We created a new website for one of our clients. The package included based search engine optimization for 2 main keyword phrases the client was interested in. The site went live. A few weeks later we checked Google for targeted keywords. Wow! Not only we found it on the first page, but it was at the top of it. The first one! We were as happy as we could be… only to find a week later that the site was nowhere to be found… well, nowhere in the first 100 SERPs (search engine result pages).
We have done some research and found out that this search engine phenomenon is called “everflux.” Apparently, it’s been driving SEOs and webmasters crazy since 2002.
It’s Google's constant desire and efforts to keep their search as relevant as possible, especially these days, as Bing is challenging Google SERPs relevance.
In reality, there are two Googles: Google Senior and Google Junior. Senior calculates PR Rank and indexes pages on a monthly basis. Junior is looking for the new stuff only. When Junior comes across a page which content hasn’t been updated in a while, it just moves on. At the end of the indexing process Senior and Junior compare the results. In order to make sure some of the newer stuff is seen, the content Junior knows about is pushed to the top of the results. This is the reason why new site might show up towards the top soon after it’s up. While Senor continues his long update cycle, Junior adds new sites between the updates and guesses the PR. When Senior finally gets to it and does the PR calculation the new site will be given a real PR, which usually is less than the temporary PR.

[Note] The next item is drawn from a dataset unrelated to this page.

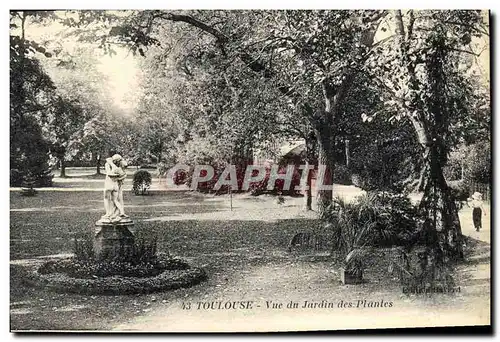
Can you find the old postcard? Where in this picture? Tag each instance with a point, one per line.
(249, 170)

Here’s what Google has to say about “everflux”:
“If your site is new, or hasn't shown up in Google for long, it may because our "fresh crawl" (which runs each day) was finding your site instead of our main crawl (which runs about once a month). Our "fresh crawl" is a newer feature, and we're still experimenting with which pages to crawl, how deeply to crawl, etc. We even reserve the right to (gasp!) not do a fresh crawl on some days because we're doing tests or reviewing new code. Someone wrote in recently and said "my site got in Google three weeks ago, and you've dropped me four times!" Nope, it's just that we don't always crawl the same pages in our fresh crawl, and we don't always crawl to the same depth. As we do a full crawl of the web, we find most of the sites from our fresh crawl and put them in our regular index. My advice on our fresh crawl is to view it as a nice "bonus" on top of Google's deep index. Users can always search our full index, but sometimes we can serve up even fresher pages as an extra nicety.”

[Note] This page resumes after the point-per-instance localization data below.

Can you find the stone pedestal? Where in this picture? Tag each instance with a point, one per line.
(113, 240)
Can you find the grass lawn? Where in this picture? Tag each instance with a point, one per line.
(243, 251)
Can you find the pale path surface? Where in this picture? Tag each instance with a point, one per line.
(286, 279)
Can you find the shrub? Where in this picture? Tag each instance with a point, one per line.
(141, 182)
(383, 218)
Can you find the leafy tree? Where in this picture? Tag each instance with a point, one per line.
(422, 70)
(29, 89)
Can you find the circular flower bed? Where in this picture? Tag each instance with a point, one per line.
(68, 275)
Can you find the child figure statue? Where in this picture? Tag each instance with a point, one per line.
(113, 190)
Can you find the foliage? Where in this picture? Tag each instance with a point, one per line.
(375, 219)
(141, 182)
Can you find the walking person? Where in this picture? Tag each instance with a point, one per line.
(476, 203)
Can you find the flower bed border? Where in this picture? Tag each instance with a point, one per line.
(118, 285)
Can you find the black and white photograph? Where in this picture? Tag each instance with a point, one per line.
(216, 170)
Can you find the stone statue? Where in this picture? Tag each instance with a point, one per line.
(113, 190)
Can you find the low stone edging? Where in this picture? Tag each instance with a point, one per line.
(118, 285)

If your site pages (or certain keywords) suddenly disappear from Google SERP, check if your PR Ranked changed as well. This typically happens when you add new page(s) to your site.
As you check your analytics reports, you can begin to see traffic jumps up for certain search terms on certain days - everflux in action. For example, if you create a page or a blog entry about a new album which is coming out, Junior crawls your site and makes note of it.
Because of its relevance in time (sort results by PR rank and date), your new page climbs to the top of the SERPs for a few days. Eventually, though, the story slips off your homepage and is replaced by another story about another album which is soon noted by Junior. Meanwhile, the long-standing sites regarding that particular album regain their top positions in the SERPs.
While it’s frustrating, there’s no real reason to panic if your pages (or some of your pages) are not in the SERPs. The ranking will come back around providing you use good SEO practices. In a mean time, continue to optimize your site for the search engines by perfecting your code, content, and by building quality back links to your website.